The pleasant little whistle would die upon his lips when he saw her sitting by the Mother's grave, plaiting gra.s.ses while the Sister sewed, or making clumsy babyish attempts at drawing on her little slate. From this she disliked to be parted, so her gentle nurses fastened it to one end of a long ribbon, and its pencil to the other, and tied the ribbon about her waist.

One day, as the Colonel stooped to speak to her, his keen glance noted that the wavering outline of a house stood upon the little slate. The living descendant of the primitive savage who had outlined the forms of men and beasts upon the flank of the great boulder when this old world was young, would have scorned the drawing, and with good reason. It was so feeble and wavering an attempt to convey, in outline, the idea of a white man's dwelling.

The roof sagged wonderfully, and the chimneys were at frenzied angles with the sides of the irregular cube, with its four windows of impossibly varying size, and the oblong patch that meant a door between them. Above the door was another oblong, set transversely, and rather suggesting a tavern-sign.
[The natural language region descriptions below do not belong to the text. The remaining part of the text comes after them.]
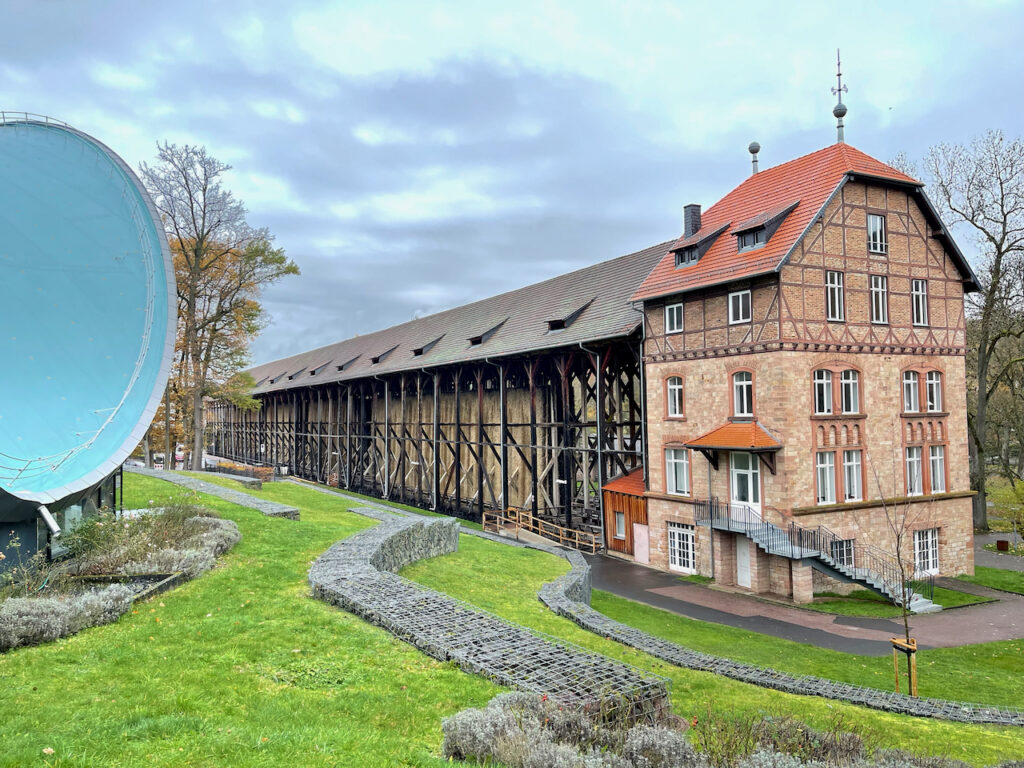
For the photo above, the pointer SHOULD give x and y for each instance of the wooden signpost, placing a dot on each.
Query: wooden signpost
(909, 647)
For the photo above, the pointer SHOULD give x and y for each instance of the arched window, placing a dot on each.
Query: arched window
(674, 394)
(742, 393)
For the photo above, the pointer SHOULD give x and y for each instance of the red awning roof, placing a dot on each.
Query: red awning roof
(631, 483)
(737, 436)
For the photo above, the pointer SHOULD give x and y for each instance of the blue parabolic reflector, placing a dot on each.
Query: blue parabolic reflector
(87, 315)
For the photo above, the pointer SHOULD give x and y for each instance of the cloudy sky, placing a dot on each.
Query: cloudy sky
(412, 157)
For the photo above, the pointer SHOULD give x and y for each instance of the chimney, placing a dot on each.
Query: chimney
(691, 219)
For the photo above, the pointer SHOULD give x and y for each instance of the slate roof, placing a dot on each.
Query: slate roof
(809, 181)
(520, 317)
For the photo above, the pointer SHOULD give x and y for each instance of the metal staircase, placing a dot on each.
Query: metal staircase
(822, 550)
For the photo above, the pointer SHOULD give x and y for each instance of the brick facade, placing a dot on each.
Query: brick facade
(787, 339)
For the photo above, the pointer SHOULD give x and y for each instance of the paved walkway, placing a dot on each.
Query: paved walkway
(999, 621)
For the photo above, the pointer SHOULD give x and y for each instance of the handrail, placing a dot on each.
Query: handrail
(799, 542)
(524, 519)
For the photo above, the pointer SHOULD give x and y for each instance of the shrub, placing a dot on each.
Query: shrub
(34, 621)
(654, 747)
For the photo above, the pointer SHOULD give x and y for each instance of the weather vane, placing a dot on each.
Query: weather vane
(840, 110)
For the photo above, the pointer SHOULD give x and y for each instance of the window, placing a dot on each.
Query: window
(674, 387)
(835, 304)
(926, 551)
(677, 471)
(852, 476)
(913, 483)
(742, 393)
(842, 552)
(687, 256)
(919, 301)
(822, 392)
(673, 318)
(880, 299)
(739, 307)
(826, 476)
(850, 391)
(877, 233)
(911, 402)
(681, 554)
(752, 239)
(937, 467)
(933, 391)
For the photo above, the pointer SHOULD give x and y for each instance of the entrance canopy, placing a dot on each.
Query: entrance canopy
(749, 436)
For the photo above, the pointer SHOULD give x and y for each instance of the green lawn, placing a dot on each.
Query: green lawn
(997, 579)
(242, 668)
(479, 573)
(239, 668)
(867, 603)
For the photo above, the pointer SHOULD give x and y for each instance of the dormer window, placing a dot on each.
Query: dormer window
(477, 340)
(687, 256)
(420, 351)
(383, 355)
(750, 240)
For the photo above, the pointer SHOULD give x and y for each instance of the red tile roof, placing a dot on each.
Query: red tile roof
(747, 435)
(631, 483)
(810, 179)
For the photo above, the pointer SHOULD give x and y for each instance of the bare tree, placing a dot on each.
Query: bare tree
(221, 263)
(982, 186)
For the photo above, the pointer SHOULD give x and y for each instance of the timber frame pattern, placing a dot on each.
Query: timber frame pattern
(542, 431)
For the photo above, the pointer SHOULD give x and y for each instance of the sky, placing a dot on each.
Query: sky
(413, 157)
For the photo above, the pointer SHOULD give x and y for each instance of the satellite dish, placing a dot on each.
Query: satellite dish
(87, 321)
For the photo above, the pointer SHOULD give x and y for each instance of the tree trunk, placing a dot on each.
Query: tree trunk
(197, 457)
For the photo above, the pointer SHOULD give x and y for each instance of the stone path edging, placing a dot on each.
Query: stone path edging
(568, 596)
(268, 508)
(356, 574)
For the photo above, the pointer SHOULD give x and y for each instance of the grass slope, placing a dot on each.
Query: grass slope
(996, 579)
(240, 668)
(505, 581)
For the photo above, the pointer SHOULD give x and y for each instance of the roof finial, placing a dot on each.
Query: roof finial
(840, 110)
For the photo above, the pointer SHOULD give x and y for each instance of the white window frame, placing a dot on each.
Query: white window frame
(822, 392)
(849, 382)
(926, 551)
(674, 312)
(853, 475)
(824, 466)
(880, 299)
(674, 395)
(933, 391)
(919, 302)
(675, 458)
(937, 468)
(835, 298)
(877, 233)
(682, 547)
(742, 393)
(914, 474)
(842, 552)
(736, 307)
(911, 392)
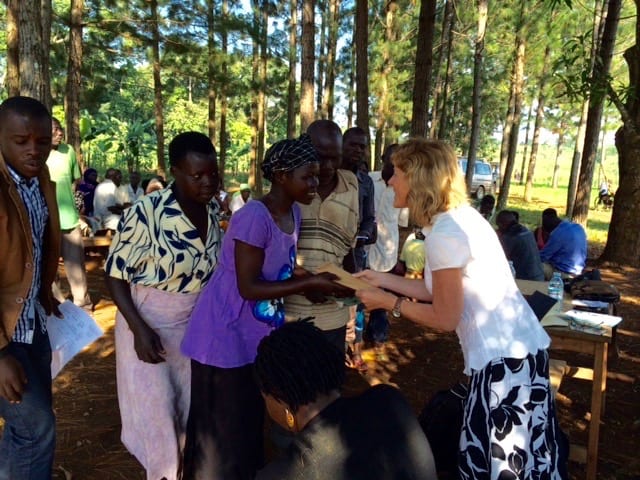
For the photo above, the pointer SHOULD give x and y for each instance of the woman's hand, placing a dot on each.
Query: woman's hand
(371, 277)
(12, 379)
(148, 345)
(376, 298)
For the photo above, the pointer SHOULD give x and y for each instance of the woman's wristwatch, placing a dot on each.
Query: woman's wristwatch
(396, 308)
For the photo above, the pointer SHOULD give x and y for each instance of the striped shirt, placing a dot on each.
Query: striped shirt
(34, 202)
(327, 233)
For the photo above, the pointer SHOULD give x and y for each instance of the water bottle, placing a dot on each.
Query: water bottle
(556, 287)
(360, 319)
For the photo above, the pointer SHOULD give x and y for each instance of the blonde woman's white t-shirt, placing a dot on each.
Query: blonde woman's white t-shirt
(497, 321)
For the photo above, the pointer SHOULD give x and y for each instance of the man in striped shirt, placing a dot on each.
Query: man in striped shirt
(30, 248)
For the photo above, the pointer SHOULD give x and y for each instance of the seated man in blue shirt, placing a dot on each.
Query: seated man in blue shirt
(566, 249)
(519, 246)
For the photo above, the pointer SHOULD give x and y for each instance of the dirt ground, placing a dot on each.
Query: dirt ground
(420, 363)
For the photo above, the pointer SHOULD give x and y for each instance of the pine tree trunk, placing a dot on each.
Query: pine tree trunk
(211, 70)
(293, 61)
(13, 48)
(157, 88)
(222, 147)
(262, 97)
(74, 79)
(517, 91)
(45, 25)
(307, 65)
(362, 66)
(322, 58)
(32, 59)
(440, 68)
(596, 38)
(424, 63)
(528, 191)
(383, 94)
(476, 100)
(255, 76)
(527, 129)
(596, 104)
(329, 86)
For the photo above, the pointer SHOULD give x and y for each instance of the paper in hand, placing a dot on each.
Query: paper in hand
(344, 278)
(70, 334)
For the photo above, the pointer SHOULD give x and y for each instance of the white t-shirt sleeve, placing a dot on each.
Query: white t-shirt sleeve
(447, 247)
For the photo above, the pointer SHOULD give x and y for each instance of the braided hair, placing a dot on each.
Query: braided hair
(287, 155)
(296, 363)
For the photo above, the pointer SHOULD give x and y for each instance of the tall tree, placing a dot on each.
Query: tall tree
(441, 67)
(332, 45)
(424, 62)
(158, 104)
(476, 101)
(623, 241)
(45, 47)
(386, 71)
(307, 65)
(224, 100)
(601, 69)
(13, 48)
(362, 65)
(542, 84)
(513, 119)
(293, 62)
(596, 38)
(28, 61)
(74, 78)
(212, 69)
(322, 55)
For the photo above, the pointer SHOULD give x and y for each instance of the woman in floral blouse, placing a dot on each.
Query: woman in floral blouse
(161, 256)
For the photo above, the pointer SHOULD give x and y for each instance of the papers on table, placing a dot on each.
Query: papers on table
(592, 319)
(589, 322)
(70, 334)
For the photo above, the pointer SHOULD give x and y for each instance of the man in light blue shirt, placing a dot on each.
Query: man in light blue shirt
(566, 249)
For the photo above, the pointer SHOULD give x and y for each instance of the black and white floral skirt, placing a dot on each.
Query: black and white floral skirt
(510, 429)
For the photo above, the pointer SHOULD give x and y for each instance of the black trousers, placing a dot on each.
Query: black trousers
(225, 424)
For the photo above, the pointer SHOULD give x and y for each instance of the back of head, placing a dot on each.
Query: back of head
(387, 165)
(287, 155)
(186, 142)
(26, 106)
(296, 363)
(349, 132)
(550, 219)
(505, 219)
(435, 181)
(487, 203)
(323, 128)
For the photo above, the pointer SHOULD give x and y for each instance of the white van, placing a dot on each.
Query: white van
(482, 181)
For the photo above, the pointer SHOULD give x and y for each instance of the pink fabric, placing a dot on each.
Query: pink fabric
(154, 398)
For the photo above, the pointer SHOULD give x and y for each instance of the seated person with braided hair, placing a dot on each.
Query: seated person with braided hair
(374, 435)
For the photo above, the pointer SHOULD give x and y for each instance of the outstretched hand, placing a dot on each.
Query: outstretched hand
(148, 345)
(376, 298)
(371, 277)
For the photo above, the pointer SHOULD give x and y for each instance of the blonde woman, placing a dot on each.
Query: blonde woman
(509, 428)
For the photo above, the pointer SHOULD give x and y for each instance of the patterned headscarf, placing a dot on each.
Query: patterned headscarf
(287, 155)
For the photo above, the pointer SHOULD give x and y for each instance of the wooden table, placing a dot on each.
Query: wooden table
(564, 338)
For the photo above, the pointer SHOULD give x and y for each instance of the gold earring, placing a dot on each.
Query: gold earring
(291, 420)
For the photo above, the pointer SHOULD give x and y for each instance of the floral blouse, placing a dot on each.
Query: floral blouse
(156, 245)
There were some clumsily indicated buildings, possibly sheds and stables of daub and wattle, eking out the ramshackle house. Behind it and to the left of it were scrawls that might have been meant for trees. An enclosure of spiky lines might have indicated an orchard-hedge. And there were things in the middle distance, also to the left, that you might accept as beehives or as native kraals. The man who looked at them knew they were native kraals. He drew in his breath sharply, and the fold between his eyebrows deepened, as he scanned the clumsy drawing on the slate. Without those rude lines in the foreground to the right of the house, enclosing a little kopje of boulders and a low, irregular grave-mound, the drawing would have meant nothing at all, even to the eye of a practised scout, except a tavern on the lonely veld. The grave at the foot of the little kopje located the spot.

"A veld hotel in the Orange Free State--a wretched shanty of the usual corrugated-iron and mud-wall type, in the gra.s.s country between Driepoort and Kroonfontein."

He heard the wraith of his own voice speaking to the dead woman who lay under the blossoming irises at his feet. He saw her with the mental vision quite clearly. Her great purple-grey eyes were bent on his from their superior level, and they were inscrutable in their strange, secret defiance, and indomitable in the determination of their regard.